Entre las oraciones que se conservan de él, destaca este acto de amor a Dios, denso y bellísimo, que nos permite asomarnos al centro mismo de su alma:
“Te amo, Dios mío, y mi único deseo es amarte hasta el último suspiro de mi vida.
Te amo, oh mi infinitamente adorable Dios, y prefiero morir amándote que vivir un solo instante sin amarte.
Te amo, Dios mío, y deseo que en el cielo tenga la felicidad de amarte perfectamente.

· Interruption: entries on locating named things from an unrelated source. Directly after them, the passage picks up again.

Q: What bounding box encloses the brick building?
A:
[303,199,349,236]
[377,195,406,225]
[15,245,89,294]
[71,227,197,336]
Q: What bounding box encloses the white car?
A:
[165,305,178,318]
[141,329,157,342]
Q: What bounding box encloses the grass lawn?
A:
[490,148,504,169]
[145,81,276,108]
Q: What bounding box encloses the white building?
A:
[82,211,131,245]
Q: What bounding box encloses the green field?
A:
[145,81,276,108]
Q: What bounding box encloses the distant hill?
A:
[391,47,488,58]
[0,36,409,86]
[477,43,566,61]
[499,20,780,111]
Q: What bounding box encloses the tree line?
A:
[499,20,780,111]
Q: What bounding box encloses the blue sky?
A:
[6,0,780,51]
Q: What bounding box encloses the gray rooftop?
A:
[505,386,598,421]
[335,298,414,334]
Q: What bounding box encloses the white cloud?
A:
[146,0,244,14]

Te amo, Dios mío, y temo el infierno sólo porque no habrá el dulce consuelo de amarte.
Oh Dios mío, si mi lengua no puede decir a cada momento que te amo, al menos quiero que mi corazón te lo repita tantas veces como respire.
Dame la gracia de sufrir amándote, de amarte mientras sufro, y de morir un día amándote y sintiendo que te amo.
Y cuanto más me acerco a mi fin, más te suplico que aumentes mi amor y lo perfecciones. Amén”.
No hay en estas palabras esfuerzo retórico ni búsqueda de efecto. Es una oración directa, casi confidencial, nacida del trato íntimo con Dios. No pide consuelos, ni seguridades, ni recompensas, sino solo amor. Pero el amor aquí no es un sentimiento vago, sino una voluntad firme, que se mantiene incluso en el sufrimiento y en el silencio. Le basta con poder amar. Le basta con que su corazón repita ese amor tantas veces como respira.
Este acto de amor tiene la grandeza de lo verdadero. En un mundo que busca resultados y éxitos, y si no, al menos, la apariencia de ellos, san Juan María Vianney nos recuerda que lo esencial es invisible y sencillo: amar a Dios sin medida y sin descanso.
Señor Jesús, danos un corazón sincero, humilde y fuerte, como el del Cura de Ars, capaz de amarte en lo pequeño, en lo oculto, en lo difícil. Que también nosotros vivamos y muramos con ese único deseo: el de amarte. Amén.